WILMINGTON — There is a lot of history in Wilmington, historic homes and buildings, to the very streets cars drive down. Last year, City Council adopted a new Brick Street Policy to help preserve some of that history, and restore Wilmington’s streets to reflect their past heritage.
While brick streets can offer a more historic aesthetic to the city, brick paved streets are significantly more difficult to maintain than asphalt streets. Several of the historic brick streets in Wilmington have been paved over with asphalt starting as far back as the 1980s, but now they are making a comeback.
Starting next week crews are scheduled to begin work on a portion of 4th Street. They will begin by removing asphalt that has been poured over original brick streets. The portion of 4th Street between Market Street and Dock Street will be closed until Thursday.
“These repairs are part of the city’s ongoing efforts to maintain brick streets in the downtown area that began with the adoption of a new policy last year outlining how to prioritize the city’s repairs and preservation efforts. The city has approximately four miles of brick streets, some of which have been covered over with asphalt as utility and other repairs have occurred time,” Wilmington Spokeswoman Malissa Talbert said.
There are more streets that are scheduled for this spring, including parts of Queen Street and 7th Street.
Removing the asphalt from existing brick streets is one of the top priorities in the city’s preservation efforts. Similar work on other brick streets will take place this spring. Although historic and visually appealing to some, brick streets do come with more problems than asphalt streets.
“It is very important that we preserve our brick streets that are such a meaningful symbol of our city’s rich history.

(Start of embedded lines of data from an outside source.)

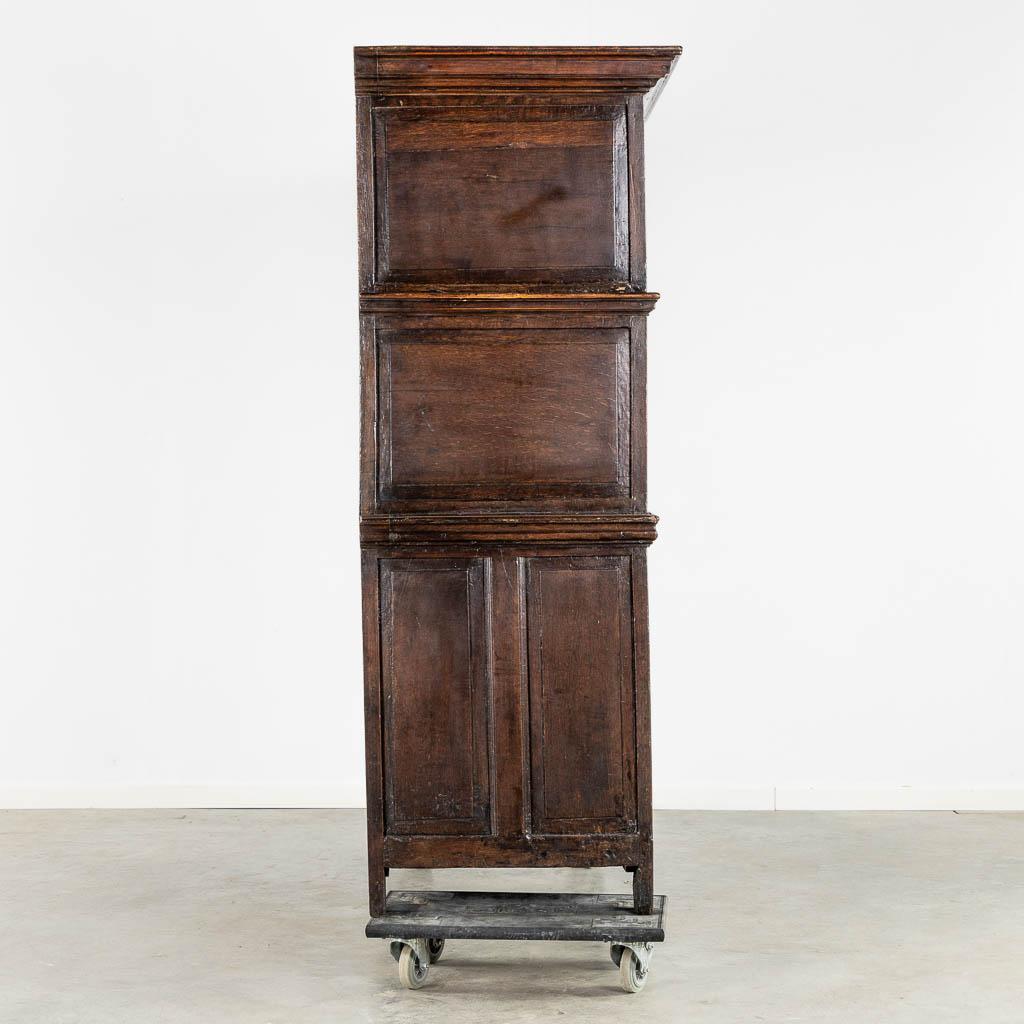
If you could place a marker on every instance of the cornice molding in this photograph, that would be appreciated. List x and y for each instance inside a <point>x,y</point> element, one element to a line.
<point>385,71</point>
<point>431,303</point>
<point>498,527</point>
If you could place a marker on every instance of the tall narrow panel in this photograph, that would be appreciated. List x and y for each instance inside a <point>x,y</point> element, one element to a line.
<point>435,700</point>
<point>582,694</point>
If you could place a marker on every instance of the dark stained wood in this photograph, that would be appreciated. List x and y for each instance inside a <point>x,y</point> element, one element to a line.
<point>552,181</point>
<point>507,414</point>
<point>374,733</point>
<point>503,472</point>
<point>582,700</point>
<point>510,70</point>
<point>591,527</point>
<point>561,916</point>
<point>584,850</point>
<point>436,696</point>
<point>451,302</point>
<point>502,411</point>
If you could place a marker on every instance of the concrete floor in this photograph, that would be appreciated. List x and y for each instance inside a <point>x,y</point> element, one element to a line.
<point>256,918</point>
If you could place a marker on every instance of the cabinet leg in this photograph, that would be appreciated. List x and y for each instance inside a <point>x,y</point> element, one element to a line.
<point>643,887</point>
<point>378,886</point>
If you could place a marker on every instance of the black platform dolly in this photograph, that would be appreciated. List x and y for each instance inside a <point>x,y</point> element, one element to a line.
<point>416,925</point>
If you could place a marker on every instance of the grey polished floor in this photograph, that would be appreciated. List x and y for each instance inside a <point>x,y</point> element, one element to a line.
<point>256,918</point>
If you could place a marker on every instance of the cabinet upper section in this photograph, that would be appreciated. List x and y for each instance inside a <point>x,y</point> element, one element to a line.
<point>503,168</point>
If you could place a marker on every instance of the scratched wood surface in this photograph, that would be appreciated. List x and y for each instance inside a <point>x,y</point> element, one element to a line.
<point>504,526</point>
<point>561,916</point>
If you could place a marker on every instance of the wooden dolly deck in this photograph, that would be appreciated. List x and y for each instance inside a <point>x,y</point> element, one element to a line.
<point>416,924</point>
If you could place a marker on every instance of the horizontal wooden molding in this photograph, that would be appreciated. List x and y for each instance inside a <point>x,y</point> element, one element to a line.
<point>500,851</point>
<point>446,303</point>
<point>508,528</point>
<point>386,71</point>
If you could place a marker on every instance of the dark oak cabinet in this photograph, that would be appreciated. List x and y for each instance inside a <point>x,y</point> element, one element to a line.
<point>503,497</point>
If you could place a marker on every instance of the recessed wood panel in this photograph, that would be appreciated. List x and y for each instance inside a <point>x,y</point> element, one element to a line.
<point>434,683</point>
<point>582,694</point>
<point>526,194</point>
<point>498,415</point>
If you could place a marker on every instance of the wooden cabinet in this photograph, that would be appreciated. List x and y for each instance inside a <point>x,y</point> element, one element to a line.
<point>503,498</point>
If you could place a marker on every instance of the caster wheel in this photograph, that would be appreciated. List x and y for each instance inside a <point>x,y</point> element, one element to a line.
<point>631,975</point>
<point>412,971</point>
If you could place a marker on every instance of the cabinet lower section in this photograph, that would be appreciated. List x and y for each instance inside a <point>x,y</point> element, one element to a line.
<point>507,710</point>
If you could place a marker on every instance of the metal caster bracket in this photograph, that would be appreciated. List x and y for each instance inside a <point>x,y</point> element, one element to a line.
<point>420,946</point>
<point>642,950</point>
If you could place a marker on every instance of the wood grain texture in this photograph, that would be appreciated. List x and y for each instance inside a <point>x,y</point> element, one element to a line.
<point>486,70</point>
<point>436,696</point>
<point>499,412</point>
<point>504,414</point>
<point>522,528</point>
<point>551,181</point>
<point>582,699</point>
<point>503,470</point>
<point>560,916</point>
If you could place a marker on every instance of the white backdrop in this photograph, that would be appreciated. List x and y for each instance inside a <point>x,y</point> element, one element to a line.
<point>836,414</point>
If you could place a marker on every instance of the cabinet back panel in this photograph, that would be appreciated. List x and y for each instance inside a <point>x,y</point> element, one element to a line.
<point>435,699</point>
<point>504,415</point>
<point>502,194</point>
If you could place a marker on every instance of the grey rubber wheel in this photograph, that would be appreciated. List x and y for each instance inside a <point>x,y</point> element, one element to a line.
<point>631,975</point>
<point>412,971</point>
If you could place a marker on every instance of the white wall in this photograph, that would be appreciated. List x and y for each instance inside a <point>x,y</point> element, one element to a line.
<point>836,415</point>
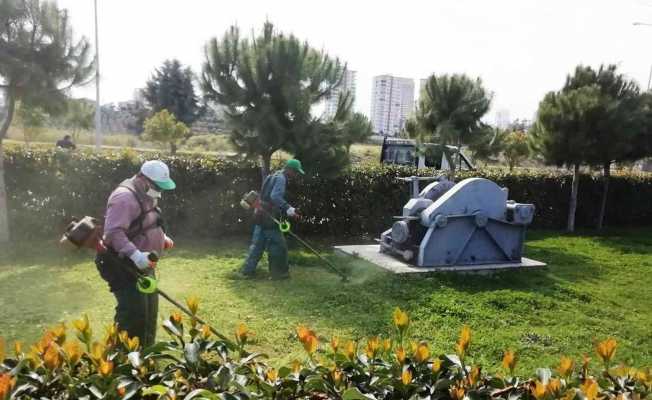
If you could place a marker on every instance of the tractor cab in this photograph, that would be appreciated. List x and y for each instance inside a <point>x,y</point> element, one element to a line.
<point>423,155</point>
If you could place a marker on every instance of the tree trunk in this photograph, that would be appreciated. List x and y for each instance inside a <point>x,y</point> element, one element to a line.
<point>4,214</point>
<point>606,174</point>
<point>572,206</point>
<point>266,160</point>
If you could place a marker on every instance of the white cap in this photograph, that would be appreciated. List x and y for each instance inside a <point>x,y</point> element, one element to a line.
<point>158,172</point>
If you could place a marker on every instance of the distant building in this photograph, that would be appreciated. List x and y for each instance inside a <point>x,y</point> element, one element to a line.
<point>392,101</point>
<point>503,120</point>
<point>347,85</point>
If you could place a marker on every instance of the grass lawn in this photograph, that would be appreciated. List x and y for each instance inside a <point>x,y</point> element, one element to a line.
<point>595,287</point>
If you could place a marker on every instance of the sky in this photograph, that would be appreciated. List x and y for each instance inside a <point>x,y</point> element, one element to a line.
<point>521,49</point>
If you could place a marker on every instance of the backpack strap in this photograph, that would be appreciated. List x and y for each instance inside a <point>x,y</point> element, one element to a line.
<point>136,228</point>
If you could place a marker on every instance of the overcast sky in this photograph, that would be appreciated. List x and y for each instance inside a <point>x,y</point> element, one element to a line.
<point>520,48</point>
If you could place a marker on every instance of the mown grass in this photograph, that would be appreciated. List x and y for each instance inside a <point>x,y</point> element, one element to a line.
<point>595,287</point>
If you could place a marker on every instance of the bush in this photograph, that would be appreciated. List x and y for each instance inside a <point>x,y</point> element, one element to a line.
<point>47,187</point>
<point>201,363</point>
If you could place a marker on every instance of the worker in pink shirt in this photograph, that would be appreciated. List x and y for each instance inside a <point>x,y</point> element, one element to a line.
<point>133,228</point>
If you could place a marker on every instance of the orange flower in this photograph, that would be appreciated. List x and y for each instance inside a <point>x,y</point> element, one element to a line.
<point>436,366</point>
<point>400,354</point>
<point>373,344</point>
<point>335,343</point>
<point>474,376</point>
<point>590,389</point>
<point>242,333</point>
<point>606,349</point>
<point>566,365</point>
<point>463,342</point>
<point>553,388</point>
<point>509,361</point>
<point>176,318</point>
<point>406,377</point>
<point>350,350</point>
<point>457,392</point>
<point>401,320</point>
<point>271,375</point>
<point>310,344</point>
<point>7,384</point>
<point>538,389</point>
<point>73,352</point>
<point>422,353</point>
<point>106,368</point>
<point>193,304</point>
<point>51,358</point>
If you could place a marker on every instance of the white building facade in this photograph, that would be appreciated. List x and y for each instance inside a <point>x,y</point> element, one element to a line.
<point>347,84</point>
<point>392,102</point>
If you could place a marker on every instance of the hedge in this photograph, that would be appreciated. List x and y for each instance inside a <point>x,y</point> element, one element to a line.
<point>197,364</point>
<point>47,187</point>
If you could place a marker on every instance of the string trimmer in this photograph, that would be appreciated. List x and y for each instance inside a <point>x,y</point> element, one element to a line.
<point>252,200</point>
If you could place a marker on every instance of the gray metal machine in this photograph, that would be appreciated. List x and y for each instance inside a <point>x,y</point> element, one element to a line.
<point>468,223</point>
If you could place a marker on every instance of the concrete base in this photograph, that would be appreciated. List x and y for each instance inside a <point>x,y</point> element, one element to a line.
<point>372,254</point>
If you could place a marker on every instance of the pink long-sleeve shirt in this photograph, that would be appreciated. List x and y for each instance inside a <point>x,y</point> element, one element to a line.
<point>122,209</point>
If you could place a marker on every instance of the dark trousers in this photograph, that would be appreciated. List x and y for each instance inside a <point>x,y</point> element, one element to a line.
<point>272,240</point>
<point>135,312</point>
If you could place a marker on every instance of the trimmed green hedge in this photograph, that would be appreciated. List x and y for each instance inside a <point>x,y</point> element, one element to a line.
<point>47,187</point>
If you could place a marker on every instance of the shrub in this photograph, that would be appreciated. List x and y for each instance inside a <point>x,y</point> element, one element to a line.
<point>47,187</point>
<point>196,363</point>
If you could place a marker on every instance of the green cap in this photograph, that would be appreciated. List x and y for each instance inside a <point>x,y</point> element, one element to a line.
<point>295,165</point>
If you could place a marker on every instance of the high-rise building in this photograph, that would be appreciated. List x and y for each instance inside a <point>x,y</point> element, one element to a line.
<point>347,84</point>
<point>392,101</point>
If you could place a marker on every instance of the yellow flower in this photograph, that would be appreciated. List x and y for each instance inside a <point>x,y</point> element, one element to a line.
<point>82,325</point>
<point>335,343</point>
<point>133,343</point>
<point>206,332</point>
<point>590,389</point>
<point>7,384</point>
<point>373,344</point>
<point>73,352</point>
<point>296,366</point>
<point>538,389</point>
<point>106,368</point>
<point>457,392</point>
<point>553,388</point>
<point>97,352</point>
<point>406,377</point>
<point>400,354</point>
<point>176,318</point>
<point>242,333</point>
<point>310,344</point>
<point>350,350</point>
<point>337,376</point>
<point>474,376</point>
<point>463,342</point>
<point>51,358</point>
<point>18,348</point>
<point>193,304</point>
<point>401,320</point>
<point>436,366</point>
<point>422,353</point>
<point>509,360</point>
<point>566,365</point>
<point>271,375</point>
<point>606,349</point>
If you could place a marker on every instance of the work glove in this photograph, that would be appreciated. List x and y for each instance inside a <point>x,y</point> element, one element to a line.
<point>292,212</point>
<point>142,261</point>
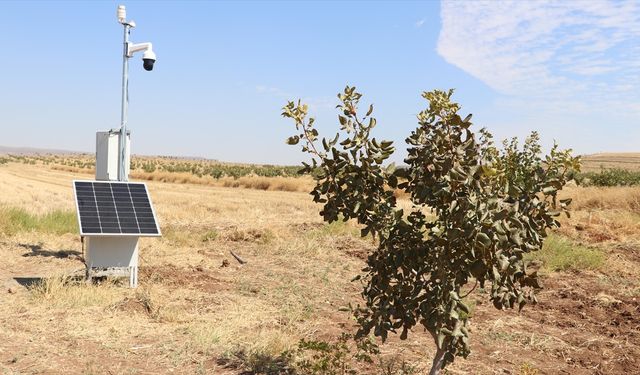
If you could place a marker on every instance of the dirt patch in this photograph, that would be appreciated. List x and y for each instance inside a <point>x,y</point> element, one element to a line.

The repairs we will be making this spring is another step toward doing that,” Talbert said.
In order to determine which roads can be maintained as a brick paved road, three criteria had to be met including, speed limit, traffic volume, and functional classification.
According to the city’s Brick Street Policy, “The traffic volume threshold has been established at 4,000 vehicles per day; beyond this threshold, the level of traffic, particularly truck traffic, is too great to maintain a sound brick-paved street.”
The work on 4th Street will take place from 7 a.m. – 5 p.m. and will be closed to traffic.